Any character except an asterisk (*), period (.), question mark (?) or vertical bar (|) matches itself. A regular expression can be enclosed in matching quotes ("…"), and must be enclosed in quotes if it contains a space or closing parenthesis (the ")" character ).

The asterisk, period, and question mark behave as they do in Windows. The asterisk matches any number of characters. The period matches end of string. The question mark matches any one character. The vertical bar (|) is an escape character, which indicates special behavior for the open bracket character ([). The following table explains the meanings of special characters in regular expressions.

Character Meaning
( An opening parenthesis opens a group. It must be followed by a matching closing parenthesis.
) A closing parenthesis closes a group. It must be preceded by a matching opening parenthesis.
| [ An opening square bracket preceded (escaped) by a vertical pipe character opens a character class. It must be followed by a matching (unescaped) closing square bracket.
{ An opening brace opens a counted match. It must be followed by a matching closing brace.
} A closing brace closes a counted match.
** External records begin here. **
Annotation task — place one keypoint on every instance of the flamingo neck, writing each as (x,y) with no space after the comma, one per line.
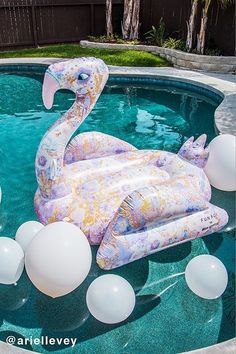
(50,170)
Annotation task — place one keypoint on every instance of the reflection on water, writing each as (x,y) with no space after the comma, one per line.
(166,309)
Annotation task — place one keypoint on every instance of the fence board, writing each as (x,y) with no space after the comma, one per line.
(35,22)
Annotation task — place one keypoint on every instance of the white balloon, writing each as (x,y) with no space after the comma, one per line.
(11,261)
(221,165)
(110,298)
(206,276)
(26,233)
(58,259)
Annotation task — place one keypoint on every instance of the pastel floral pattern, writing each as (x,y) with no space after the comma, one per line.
(131,202)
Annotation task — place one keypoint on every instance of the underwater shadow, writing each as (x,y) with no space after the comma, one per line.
(17,340)
(173,254)
(93,328)
(227,327)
It must be preceded by a matching opening brace.
, A comma separates OR clauses.
* An asterisk matches zero or more occurrences of the preceding expression.
? A question mark matches zero or one occurrence of the preceding expression.
+ A plus sign matches one or more occurrences of the preceding expression.
Other All other characters match themselves.

 

The following table describes characters which, when located between square brackets ([ ]), have special meanings.

Character Meaning
^ A caret matches everything but following classes. ( It must be the first character in the string.)
] A closing square bracket matches another closing square bracket. It may be preceded only by a caret (^); otherwise it closes the class.
- A hyphen is a range operator. It is preceded and followed by normal characters.
Other All other characters match themselves (or begin or end a range).

 

The following table describes the syntax used between braces ({ }).

Character Meaning
{m} Matches exactly m occurrences of the preceding expression (0 < m < 256).
{m,} Matches at least m occurrences of the preceding expression (1 < m < 256).
{m, n} Matches between m and n occurrences of the preceding expression, inclusive (0 < m < 256, 0 < n < 256)

 

To match the asterisk and question mark, enclose them within brackets. For example, [*]sample matches "*sample". The following table illustrates some additional examples of pattern-matching queries.
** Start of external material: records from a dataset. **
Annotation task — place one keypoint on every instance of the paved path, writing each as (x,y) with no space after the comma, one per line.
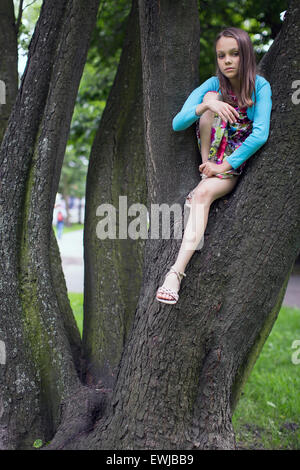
(71,249)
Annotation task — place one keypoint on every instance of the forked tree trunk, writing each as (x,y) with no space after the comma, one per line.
(113,267)
(8,62)
(39,340)
(183,366)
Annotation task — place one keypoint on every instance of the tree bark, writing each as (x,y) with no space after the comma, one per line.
(113,267)
(39,339)
(8,63)
(183,366)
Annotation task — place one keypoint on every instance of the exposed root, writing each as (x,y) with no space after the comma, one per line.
(79,414)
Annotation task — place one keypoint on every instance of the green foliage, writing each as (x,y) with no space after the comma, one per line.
(261,18)
(76,301)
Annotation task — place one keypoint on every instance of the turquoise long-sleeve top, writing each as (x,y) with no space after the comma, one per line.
(259,113)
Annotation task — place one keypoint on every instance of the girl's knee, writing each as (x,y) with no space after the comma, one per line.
(211,95)
(202,194)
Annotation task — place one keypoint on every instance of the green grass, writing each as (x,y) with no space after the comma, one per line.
(268,413)
(76,301)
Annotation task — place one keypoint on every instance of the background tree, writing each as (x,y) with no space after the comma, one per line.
(181,367)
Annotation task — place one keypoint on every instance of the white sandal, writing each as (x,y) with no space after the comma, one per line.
(166,290)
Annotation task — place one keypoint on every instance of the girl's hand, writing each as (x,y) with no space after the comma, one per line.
(224,110)
(210,169)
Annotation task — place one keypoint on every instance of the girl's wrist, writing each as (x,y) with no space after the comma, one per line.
(200,109)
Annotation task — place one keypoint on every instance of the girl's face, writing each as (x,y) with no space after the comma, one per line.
(228,57)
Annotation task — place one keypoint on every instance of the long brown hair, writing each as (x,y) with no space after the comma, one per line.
(247,68)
To Search For Example Results
Documents with extensions that match several patterns.
{prop name=filename} {regex} *.|(do?|,xl?|,p?t|,mdb|) {/regex}
—Or—
#filename *.|(do?|,xl?|,p?t|,mdb|)
Microsoft Office documents, including files with extensions "doc", "dot", "xla", "xls", "xlt", "pot", "ppt", and "mdb".
Paths with long names.
{prop name=path} {regex} "*\|[^\]|{14,|}\*" {/regex}
—Or—
#path "*\|[^\]|{14,|}\*"
Paths with a directory component containing 14 or more characters.